Summary: Polynomial transform was presented as an efficient way to map multidimensional transforms (like DCT and DFT) and convolutions to onedimensional ones. Resulting algorithms have significantly lower computational complexity, especially for convolutions and DCT. If optimal one-dimensional DCT would be available, it would be possible to obtain optimal multidimensional algorithms by using polynomial transforms. As demonstrated in the thesis, polynomial transform based DCT can be implemented in significantly less logic resources than row-column distributed arithmetic algorithm. Polynomial transform computation is performed as the series of additions and subtractions, so the finite-register length effects can be avoided resulting in higher accuracy. Second dimension of distributed arithmetic DCT implementation was more problematic due to larger input word length. The resulting longer carry chain, especially the one in the large accumulators at the output, was the major obstacle to achieving higher operating frequency. The implementation of polynomial transform DCT avoids this obstacle by using a butterfly of adders and no accumulators are needed at the output. The accuracy of both implementations has been extensively measured and detailed results were reported, more detailed then available in the previous work.

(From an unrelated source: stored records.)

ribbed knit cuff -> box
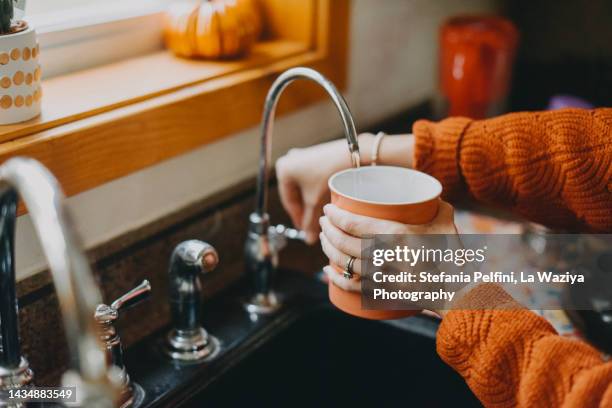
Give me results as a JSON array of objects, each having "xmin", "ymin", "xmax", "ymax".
[
  {"xmin": 453, "ymin": 283, "xmax": 522, "ymax": 310},
  {"xmin": 413, "ymin": 117, "xmax": 472, "ymax": 200}
]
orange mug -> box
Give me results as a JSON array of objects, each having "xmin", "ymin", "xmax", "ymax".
[{"xmin": 327, "ymin": 166, "xmax": 442, "ymax": 320}]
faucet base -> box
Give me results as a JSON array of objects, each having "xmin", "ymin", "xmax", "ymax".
[
  {"xmin": 244, "ymin": 292, "xmax": 281, "ymax": 315},
  {"xmin": 0, "ymin": 357, "xmax": 33, "ymax": 393},
  {"xmin": 119, "ymin": 382, "xmax": 145, "ymax": 408},
  {"xmin": 165, "ymin": 328, "xmax": 219, "ymax": 362}
]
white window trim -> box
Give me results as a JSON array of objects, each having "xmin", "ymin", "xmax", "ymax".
[{"xmin": 28, "ymin": 0, "xmax": 170, "ymax": 78}]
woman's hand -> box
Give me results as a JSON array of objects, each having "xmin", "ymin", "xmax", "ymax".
[
  {"xmin": 275, "ymin": 135, "xmax": 372, "ymax": 244},
  {"xmin": 276, "ymin": 133, "xmax": 415, "ymax": 244},
  {"xmin": 320, "ymin": 201, "xmax": 458, "ymax": 295}
]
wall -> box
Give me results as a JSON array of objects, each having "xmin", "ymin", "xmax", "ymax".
[
  {"xmin": 505, "ymin": 0, "xmax": 612, "ymax": 109},
  {"xmin": 15, "ymin": 0, "xmax": 498, "ymax": 280}
]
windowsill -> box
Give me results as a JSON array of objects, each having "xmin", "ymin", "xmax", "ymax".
[
  {"xmin": 0, "ymin": 39, "xmax": 309, "ymax": 143},
  {"xmin": 0, "ymin": 0, "xmax": 350, "ymax": 215}
]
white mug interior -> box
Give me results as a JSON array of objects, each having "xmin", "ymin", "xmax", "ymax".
[{"xmin": 328, "ymin": 166, "xmax": 442, "ymax": 205}]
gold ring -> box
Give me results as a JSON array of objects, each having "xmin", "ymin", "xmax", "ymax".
[{"xmin": 343, "ymin": 256, "xmax": 356, "ymax": 279}]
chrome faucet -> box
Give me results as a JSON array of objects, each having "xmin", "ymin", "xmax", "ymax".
[
  {"xmin": 95, "ymin": 280, "xmax": 151, "ymax": 408},
  {"xmin": 165, "ymin": 240, "xmax": 220, "ymax": 362},
  {"xmin": 244, "ymin": 67, "xmax": 360, "ymax": 314},
  {"xmin": 0, "ymin": 158, "xmax": 120, "ymax": 407}
]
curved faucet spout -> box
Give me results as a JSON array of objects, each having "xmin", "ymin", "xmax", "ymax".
[
  {"xmin": 0, "ymin": 158, "xmax": 118, "ymax": 406},
  {"xmin": 255, "ymin": 67, "xmax": 360, "ymax": 219},
  {"xmin": 245, "ymin": 67, "xmax": 360, "ymax": 315}
]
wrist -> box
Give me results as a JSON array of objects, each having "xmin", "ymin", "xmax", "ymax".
[
  {"xmin": 383, "ymin": 133, "xmax": 415, "ymax": 168},
  {"xmin": 350, "ymin": 133, "xmax": 415, "ymax": 168}
]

Once the strong foundations for comparison were built, other factors, like resource usage, maximum achievable frequency, latency and throughput have been compared. Another contribution of the thesis is the proposal of designing the butterfly stage of such highly complex algorithms by scheduling the computation from the last stage, where the designer has no flexibility. This approach has yielded a very efficient FPGA implementation, superior to others reported.